I'm trying to analyze a network algorithm to get a latency probability distribution. One of the steps is to "calculate the probability distribution of the number of updated nodes in a single hop of a network flooding". It can be formulated like this:
Let $V$ be a set of $n$ vertices. Each vertex has $d$ uniformly random outgoing edges. So there's $(^{n-1}C_d)^n$ combinations how this graph may be connected. We split $V$ in two sets: $A, B$ of size $n_a$ and $\mathcal n_b=n-n_a$. Count edge combinations, in which exactly $k$ vertices in $B$ have at least one outgoing or incoming edge with a vertex in $A$. $(0 \le k \le n_b)$
I've written a script to numerically calculate this for small $n, d$ and $k$ and it gives me:
- For $n=4, d=1, n_a=1$ the answer is: $[0, 36, 36, 9]$ (corresponds to $k=0, 1, 2, 3$).
- For $n=5, d=1, n_a=1$ the answer is: $[0, 432, 432, 144, 16]$.
- For $n=6, d=2, n_a=3$ the answer is: $[1, 807, 63183, 936009]$.
Is it possible to derive an expression for this for given $n, d, n_a$ and $k$?
I thought I can express $k=2$ combinations inductively like "total combinations for $k \le 2$ minus combinations for $k = 1$ and $k=0$", but everything I come up with eventually breaks down when I check against other $k$.
First let $k_1$ be the number of $B$ vertices with an outgoing edge to an $A$ vertex, and $k_2$ be the number of $B$ vertices with an incoming edge from an $A$ vertex.
So $k = k_1 + k_2$; you'll want to sum over all possible $(k_1,k_2)$ pairs to get the final result.

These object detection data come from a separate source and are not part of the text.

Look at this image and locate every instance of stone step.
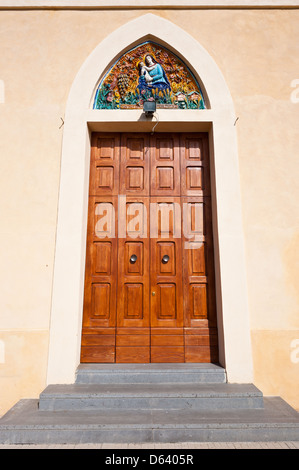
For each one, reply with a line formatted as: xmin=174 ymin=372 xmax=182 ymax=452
xmin=0 ymin=397 xmax=299 ymax=445
xmin=39 ymin=383 xmax=263 ymax=411
xmin=76 ymin=364 xmax=226 ymax=384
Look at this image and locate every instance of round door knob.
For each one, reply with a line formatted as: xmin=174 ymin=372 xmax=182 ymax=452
xmin=162 ymin=255 xmax=169 ymax=264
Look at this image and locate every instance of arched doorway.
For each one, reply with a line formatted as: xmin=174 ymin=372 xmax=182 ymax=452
xmin=48 ymin=14 xmax=252 ymax=383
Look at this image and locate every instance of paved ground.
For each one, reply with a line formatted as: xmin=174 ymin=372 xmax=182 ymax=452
xmin=0 ymin=441 xmax=299 ymax=450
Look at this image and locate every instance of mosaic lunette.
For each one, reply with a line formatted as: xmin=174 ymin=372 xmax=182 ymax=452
xmin=94 ymin=42 xmax=206 ymax=109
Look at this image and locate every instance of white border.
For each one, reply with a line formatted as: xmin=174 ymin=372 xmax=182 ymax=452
xmin=47 ymin=14 xmax=253 ymax=384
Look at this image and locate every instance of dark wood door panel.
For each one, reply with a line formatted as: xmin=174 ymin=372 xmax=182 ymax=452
xmin=81 ymin=133 xmax=218 ymax=363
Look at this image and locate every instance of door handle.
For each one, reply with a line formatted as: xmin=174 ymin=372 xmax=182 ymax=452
xmin=162 ymin=255 xmax=169 ymax=264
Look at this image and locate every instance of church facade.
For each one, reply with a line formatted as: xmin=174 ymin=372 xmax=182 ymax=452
xmin=0 ymin=0 xmax=299 ymax=414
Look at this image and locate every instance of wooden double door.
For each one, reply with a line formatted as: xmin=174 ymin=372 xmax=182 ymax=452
xmin=81 ymin=133 xmax=218 ymax=363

Now let's evaluate the probability to have a particular $k_1=c$. For a vertex $v$, its probability to have an edge going to $A$ is $\lambda = 1 - (n_b/n)^d$. Since all vertices choose their edges independently, this questions boils down to the binomial distribution of parameter $n_b$ and $\lambda$, so $$\Pr[k_1 = c] = {n_b \choose c} \lambda^c (1-\lambda)^{n_b-c}$$
Now we look for edges from $A$ to $B$. There are $dn_a$ edges; we want them to go to $k_2$ distinct $B$ vertices that were not selected in the $k_1$ vertices. Since we don't care about the order on the edges, we can first assign edges going to $B$. The first one has probability $(n_b-k_1)/n$ to be linked correctly, the second one $(n_b-k_1-1)/n$, and so on until $(n_b-k_1-k_2-1)/n$. It's called the falling factorial, so let's write this probability $(n_b-k_1)_{k_2}/n^{k_2}$ to have the first edges going to $k_2$ distinct $B$ vertices. Now all other edges should either go to an $A$ vertex, or to a $B$ vertex that has already been selected. So that gives a $((n_a +k)/n)^{dn_a-k_2}$ factor.
Put everything together and you get your formula.